The Environmental Working Group has released its latest study of California's water subsidies for agribusiness, and found that they're going to a handful of the biggest farms. In other words, agribusiness gets water at a rate far below its market value, and California taxpayers pick up the tab.
This is an arrangement that's been in place for decades. The subsidies were originally part of a New Deal program called the Central Valley Project, which was intended to help small farmers survive the Depression through subsistence farming. There was a limit to the acreage that could be irrigated; if you had more than that, you were ineligible for subsidies unless you sold your excess land.
There were legal challenges, exemptions, and loopholes, and enforcement was inconsistent at best. In the program's early years, Southern Pacific was the largest recipient of subsidized water. By the forties, the biggest corporations in the state were, just as today, the biggest recipients of water subsidies, at a huge net loss to the taxpayers. Currently, CVP irrigators pay $17 per acre-foot of water; by contrast, San Francisco pays about $650 per acre-foot, and Los Angeles pays about $925. (Since the areas receiving the subsidies are mainly in Bush country, this is arguably a county-level analogue to the relationship between tax-donating Blue States and tax-receiving Red States; in this case, "liberals" pay through the nose for water and conserve it, while "conservatives" get water subsidies and waste it.)

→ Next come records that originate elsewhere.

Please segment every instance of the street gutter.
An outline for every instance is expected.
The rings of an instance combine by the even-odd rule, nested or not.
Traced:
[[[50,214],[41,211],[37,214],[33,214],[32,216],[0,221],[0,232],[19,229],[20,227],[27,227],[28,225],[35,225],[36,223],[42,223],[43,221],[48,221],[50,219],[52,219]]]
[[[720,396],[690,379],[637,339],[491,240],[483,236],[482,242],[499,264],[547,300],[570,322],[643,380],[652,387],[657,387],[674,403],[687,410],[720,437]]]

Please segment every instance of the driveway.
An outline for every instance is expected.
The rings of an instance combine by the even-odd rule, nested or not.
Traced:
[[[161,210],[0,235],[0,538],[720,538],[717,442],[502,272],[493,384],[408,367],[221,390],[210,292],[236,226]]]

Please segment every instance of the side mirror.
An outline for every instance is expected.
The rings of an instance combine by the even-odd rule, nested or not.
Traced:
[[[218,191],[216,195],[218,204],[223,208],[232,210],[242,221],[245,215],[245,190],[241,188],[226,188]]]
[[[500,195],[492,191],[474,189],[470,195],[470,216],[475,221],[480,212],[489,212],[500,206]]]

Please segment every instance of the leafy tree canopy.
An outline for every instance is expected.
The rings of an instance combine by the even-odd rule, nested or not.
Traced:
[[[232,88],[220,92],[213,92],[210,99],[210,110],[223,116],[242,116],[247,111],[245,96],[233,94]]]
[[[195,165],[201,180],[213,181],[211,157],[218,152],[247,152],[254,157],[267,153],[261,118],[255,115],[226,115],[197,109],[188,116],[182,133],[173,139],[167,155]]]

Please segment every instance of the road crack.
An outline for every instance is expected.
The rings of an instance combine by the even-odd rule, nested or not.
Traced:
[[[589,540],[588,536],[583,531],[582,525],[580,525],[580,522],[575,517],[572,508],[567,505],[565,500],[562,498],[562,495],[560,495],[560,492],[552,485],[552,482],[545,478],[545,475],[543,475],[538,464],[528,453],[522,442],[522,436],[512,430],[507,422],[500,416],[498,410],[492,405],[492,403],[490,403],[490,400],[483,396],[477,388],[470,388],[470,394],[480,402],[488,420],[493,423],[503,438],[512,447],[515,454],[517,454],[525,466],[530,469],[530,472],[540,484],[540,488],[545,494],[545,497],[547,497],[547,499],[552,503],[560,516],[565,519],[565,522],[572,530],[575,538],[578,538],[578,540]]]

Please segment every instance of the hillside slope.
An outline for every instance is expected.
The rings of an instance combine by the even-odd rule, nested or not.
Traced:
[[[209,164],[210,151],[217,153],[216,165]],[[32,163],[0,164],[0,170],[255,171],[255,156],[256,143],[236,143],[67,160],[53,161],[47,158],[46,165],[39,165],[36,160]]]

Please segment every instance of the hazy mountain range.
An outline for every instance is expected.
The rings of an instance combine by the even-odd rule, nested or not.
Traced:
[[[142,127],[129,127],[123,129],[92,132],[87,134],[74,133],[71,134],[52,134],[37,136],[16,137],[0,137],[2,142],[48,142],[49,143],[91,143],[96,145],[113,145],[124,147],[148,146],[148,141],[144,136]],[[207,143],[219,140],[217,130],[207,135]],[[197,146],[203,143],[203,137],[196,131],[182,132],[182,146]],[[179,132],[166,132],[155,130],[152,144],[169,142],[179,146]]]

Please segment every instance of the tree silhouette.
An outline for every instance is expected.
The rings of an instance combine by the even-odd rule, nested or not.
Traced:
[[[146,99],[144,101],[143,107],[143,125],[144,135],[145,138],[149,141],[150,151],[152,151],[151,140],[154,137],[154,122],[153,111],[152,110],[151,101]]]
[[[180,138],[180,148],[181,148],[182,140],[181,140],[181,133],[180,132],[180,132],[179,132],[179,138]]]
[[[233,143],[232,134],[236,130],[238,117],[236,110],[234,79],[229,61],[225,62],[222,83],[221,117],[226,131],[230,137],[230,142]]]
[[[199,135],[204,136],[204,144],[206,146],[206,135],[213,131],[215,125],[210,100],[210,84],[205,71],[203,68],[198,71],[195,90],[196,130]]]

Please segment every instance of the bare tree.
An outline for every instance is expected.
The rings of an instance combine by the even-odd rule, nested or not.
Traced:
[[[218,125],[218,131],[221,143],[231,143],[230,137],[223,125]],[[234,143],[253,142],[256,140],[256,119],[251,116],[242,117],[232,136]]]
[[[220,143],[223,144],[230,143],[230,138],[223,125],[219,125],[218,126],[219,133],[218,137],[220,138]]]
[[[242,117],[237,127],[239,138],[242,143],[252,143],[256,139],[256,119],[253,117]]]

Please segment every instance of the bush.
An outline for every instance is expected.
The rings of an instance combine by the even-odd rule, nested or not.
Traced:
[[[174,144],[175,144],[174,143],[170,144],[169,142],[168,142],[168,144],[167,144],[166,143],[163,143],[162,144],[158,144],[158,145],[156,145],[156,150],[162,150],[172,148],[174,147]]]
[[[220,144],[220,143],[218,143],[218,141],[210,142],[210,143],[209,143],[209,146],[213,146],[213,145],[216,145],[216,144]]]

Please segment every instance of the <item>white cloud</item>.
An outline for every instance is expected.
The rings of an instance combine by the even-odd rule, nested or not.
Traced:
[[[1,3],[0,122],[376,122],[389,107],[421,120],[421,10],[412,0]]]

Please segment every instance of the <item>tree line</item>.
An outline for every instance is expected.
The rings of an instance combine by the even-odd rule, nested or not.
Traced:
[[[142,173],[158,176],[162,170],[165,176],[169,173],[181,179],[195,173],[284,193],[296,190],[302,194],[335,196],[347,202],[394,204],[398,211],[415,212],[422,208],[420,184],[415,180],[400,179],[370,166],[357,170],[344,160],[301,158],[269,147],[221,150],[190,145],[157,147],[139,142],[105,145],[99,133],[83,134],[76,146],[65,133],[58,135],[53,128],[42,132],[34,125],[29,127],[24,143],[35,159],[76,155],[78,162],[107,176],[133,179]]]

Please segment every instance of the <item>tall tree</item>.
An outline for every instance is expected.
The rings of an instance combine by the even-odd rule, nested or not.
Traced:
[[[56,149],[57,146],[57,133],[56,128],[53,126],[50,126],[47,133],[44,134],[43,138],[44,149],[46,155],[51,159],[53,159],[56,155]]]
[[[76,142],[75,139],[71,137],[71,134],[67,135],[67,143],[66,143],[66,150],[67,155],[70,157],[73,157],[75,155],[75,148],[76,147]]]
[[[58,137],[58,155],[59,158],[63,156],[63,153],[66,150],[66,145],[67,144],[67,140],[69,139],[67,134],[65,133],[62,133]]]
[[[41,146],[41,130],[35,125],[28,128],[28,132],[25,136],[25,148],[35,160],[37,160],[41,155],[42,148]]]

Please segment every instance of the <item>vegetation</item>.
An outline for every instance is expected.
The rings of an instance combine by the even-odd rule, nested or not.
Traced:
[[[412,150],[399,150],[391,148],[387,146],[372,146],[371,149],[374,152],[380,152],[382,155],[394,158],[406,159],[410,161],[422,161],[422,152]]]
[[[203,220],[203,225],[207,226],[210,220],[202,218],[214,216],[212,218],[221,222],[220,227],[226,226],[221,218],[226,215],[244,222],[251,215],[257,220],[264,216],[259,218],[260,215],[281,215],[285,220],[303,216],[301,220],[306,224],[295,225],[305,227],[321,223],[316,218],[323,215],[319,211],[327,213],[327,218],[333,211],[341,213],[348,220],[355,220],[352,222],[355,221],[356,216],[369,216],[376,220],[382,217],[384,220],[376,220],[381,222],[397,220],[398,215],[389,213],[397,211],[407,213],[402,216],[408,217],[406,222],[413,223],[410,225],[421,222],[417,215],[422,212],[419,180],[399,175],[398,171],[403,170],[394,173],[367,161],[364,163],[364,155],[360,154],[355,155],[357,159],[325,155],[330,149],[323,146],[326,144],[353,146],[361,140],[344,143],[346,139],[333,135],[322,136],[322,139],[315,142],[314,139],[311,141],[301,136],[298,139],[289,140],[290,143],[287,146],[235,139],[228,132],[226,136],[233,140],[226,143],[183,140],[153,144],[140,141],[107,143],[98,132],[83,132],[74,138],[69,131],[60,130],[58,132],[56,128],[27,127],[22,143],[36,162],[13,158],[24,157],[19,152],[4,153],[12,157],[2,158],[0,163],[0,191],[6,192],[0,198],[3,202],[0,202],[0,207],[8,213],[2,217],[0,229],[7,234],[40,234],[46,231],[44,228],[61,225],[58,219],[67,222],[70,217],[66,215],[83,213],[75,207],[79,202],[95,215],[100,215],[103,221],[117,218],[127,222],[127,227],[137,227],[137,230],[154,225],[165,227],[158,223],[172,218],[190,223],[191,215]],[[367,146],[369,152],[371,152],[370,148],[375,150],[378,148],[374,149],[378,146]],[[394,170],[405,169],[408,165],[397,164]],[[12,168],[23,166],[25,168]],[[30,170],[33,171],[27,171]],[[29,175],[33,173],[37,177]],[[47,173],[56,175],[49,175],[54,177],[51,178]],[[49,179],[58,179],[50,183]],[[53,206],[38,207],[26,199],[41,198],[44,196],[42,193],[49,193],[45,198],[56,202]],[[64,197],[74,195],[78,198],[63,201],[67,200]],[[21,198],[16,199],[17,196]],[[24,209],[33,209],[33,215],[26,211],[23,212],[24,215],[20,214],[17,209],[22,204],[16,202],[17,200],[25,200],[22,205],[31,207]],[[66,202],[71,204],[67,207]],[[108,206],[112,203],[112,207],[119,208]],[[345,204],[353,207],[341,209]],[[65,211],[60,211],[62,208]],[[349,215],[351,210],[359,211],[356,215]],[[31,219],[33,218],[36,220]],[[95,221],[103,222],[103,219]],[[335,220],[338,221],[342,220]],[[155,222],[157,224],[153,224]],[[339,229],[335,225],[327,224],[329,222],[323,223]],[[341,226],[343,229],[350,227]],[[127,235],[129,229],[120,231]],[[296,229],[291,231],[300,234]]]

Here's how the EWG describes the CVP:
The CVP cost the federal government $3.6 billion to construct. Part of the original deal was that farmers would pay back over $1 billion of this cost within 50 years of project completion. But in 2002 — more than 60 years since the water began flowing — irrigators had only paid back 11 percent of the tab. The reason? CVP recipients had signed 40-year contracts that granted farmers water at rates far below what was necessary to pay back the construction costs.Why does agribusiness continue to get these handouts? Basically, because they're used to having them, and they like them; they see them as entitlements. The subsidies don't really help with production; water comprises a small percentage of production costs for most crops. What the subsidies do cause is waste, partially by encouraging a lackadaisical attitude towards conservation, and partially by encouraging the planting of water-intensive crops like rice, which really don't belong in a desert state like California.
In fact, some of the water rates stipulated in these 40-year contracts were so low that they don't even cover the costs to the government of delivering the water. In 2002, for example, the contract rate for 17 CVP water districts, each of which paid for almost 300,000 acre-feet of water, was just $2 per acre-foot. Yet the cost for delivering this water to these districts was more than $10 per acre-foot. As a result, by 2002, 19 districts had repaid none of their share of the costs. Two districts did better than that: They had repaid $2 and $1.